Detroit drafted a pair of linebackers in the sixth round – Malcolm Rodriguez and James Houston – and the plan initially is to play Rodriguez at the interior linebacker spot and for Houston to be on the outside at either the WILL or the SAM.
There seems to be an open competition at the linebacker position this offseason heading into training camp. Detroit has quality veterans in Alex Anzalone, Jarrad Davis, Chris Board and others, and second-year linebacker Derrick Barnes will be looking to have a big role, but there are opportunities for Rodriguez and Houston to potentially carve out roles if they impress early.
How will Rodriguez's nearly 4.4 speed translate to the field? Will Houston be a hybrid linebacker/pass rusher in certain packages? It will be interesting to see how the Lions view their two rookie linebackers early on.
3. Paschal fit
Wash sees second-round pick Josh Paschal as a five-technique pass rusher in Detroit's base 4-3 defense, but he also sees the possibility of him moving inside at some point.
"We're going to play him at 5 (outside the tackle) in base," Wash said. "Paschal is a guy who can play inside and outside. He could be that disruptive three technique if he's big enough to handle it in there. He has great flexibility."
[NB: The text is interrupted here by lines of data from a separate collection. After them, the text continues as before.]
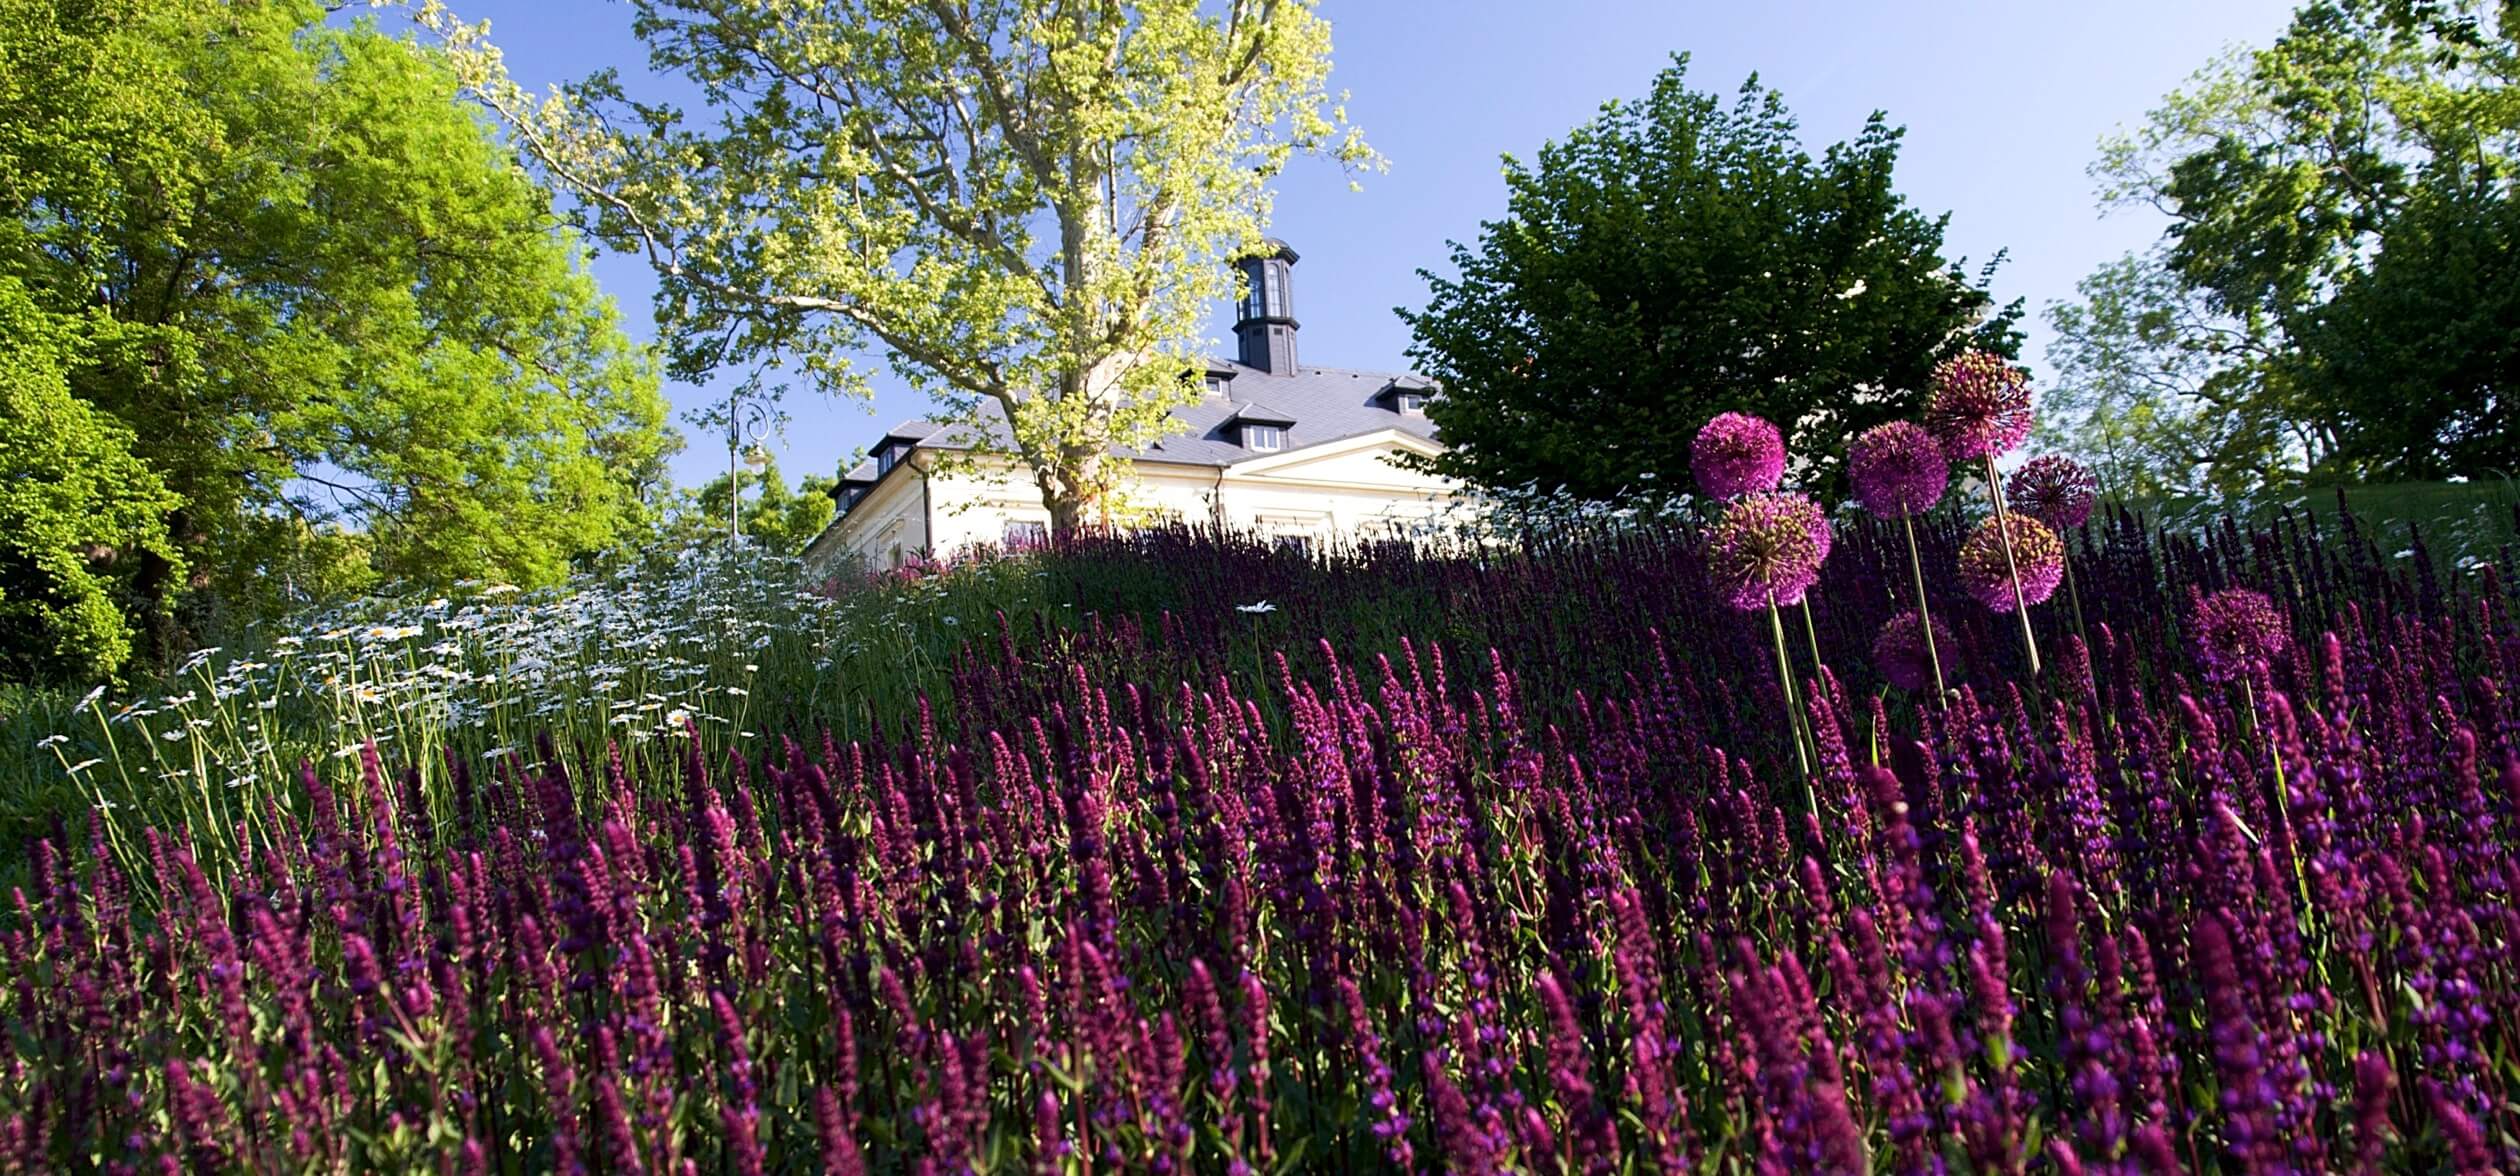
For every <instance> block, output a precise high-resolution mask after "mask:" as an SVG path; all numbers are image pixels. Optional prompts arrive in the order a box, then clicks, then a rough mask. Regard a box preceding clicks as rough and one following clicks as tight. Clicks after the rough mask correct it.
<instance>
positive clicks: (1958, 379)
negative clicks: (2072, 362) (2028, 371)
mask: <svg viewBox="0 0 2520 1176" xmlns="http://www.w3.org/2000/svg"><path fill="white" fill-rule="evenodd" d="M1925 428H1930V431H1933V438H1935V441H1940V443H1943V456H1948V458H1950V461H1978V458H2001V456H2003V453H2011V451H2013V446H2019V443H2021V441H2024V438H2029V436H2031V385H2029V378H2026V375H2021V368H2013V365H2011V363H2003V358H2001V355H1993V353H1983V350H1966V353H1961V355H1953V358H1948V360H1943V363H1940V365H1938V368H1935V370H1933V398H1928V400H1925Z"/></svg>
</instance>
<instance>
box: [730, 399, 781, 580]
mask: <svg viewBox="0 0 2520 1176" xmlns="http://www.w3.org/2000/svg"><path fill="white" fill-rule="evenodd" d="M771 426H774V418H771V410H769V405H764V403H761V400H748V398H743V395H736V400H733V403H731V405H728V408H726V549H728V551H733V549H736V544H738V541H741V539H743V466H751V468H761V466H769V461H771V456H769V451H764V448H761V441H766V438H769V436H771ZM738 458H741V463H738Z"/></svg>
Don't be surprised to see Paschal try to put on a little weight this offseason to better handle the rigors of playing inside. He's not going to lose any of the quickness and explosion that put him on the Lions radar to begin with, but 10 quality pounds could go a long way to really making him a versatile inside/outside pass-rush weapon for the Lions early in his career.
4. Eye on safety
One other position where we could see some really good competition all summer for starting jobs and roster spots is at safety. We know Tracy Walker will start there, he was re-signed this offseason as a cornerstone player in the rebuild by GM Brad Holmes. But who starts next to him?
Veteran DeShon Elliott was signed in free agency, and he's got a good shot. His skill set seems to fit nicely in Detroit's scheme. But the Lions also used a third-round draft pick on Illinois safety Kerby Joseph, and players drafted in the first two days are expected to come in and compete for playing time.
The former receiver has terrific ball skills and is coming off a five-interception season at Illinois in his first season as a full-time starter in 2021. He's a sideline-to-sideline player with an eye for the football. The 19 takeaways by the Lions last year ranked in the bottom half of the league. If Joseph can show he can get his hands on the football early on, the Lions could certainly look to get him on the field sooner rather than later.
View photos of Detroit Lions rookies signing their contracts and getting fitted for equipment.
5. Undrafted rookies
Holmes said in his pre-draft press conference that he and head coach Dan Campbell have always viewed their roster as an opportunity for players because they don't care how a player gets to the roster. If he can play, he'll be on the field.
That was evident last season, when undrafted players like AJ Parker, Jerry Jacobs and Brock Wright – plus a few others – got an opportunity to not only make the roster, but have impactful seasons as well.
The Lions roster isn't at the same place it was when Holmes and Campbell took over last year, but there's still an opportunity for some undrafted players to show they belong.
A couple names I'll have an eye on Saturday are: WR Kalil Pimpleton (Central Michigan), TE Derrick Deese Jr. (San Jose State), G Kevin Jarvis (Michigan State), T Obinna Eze (TCU) and RB Greg Bell (San Diego State).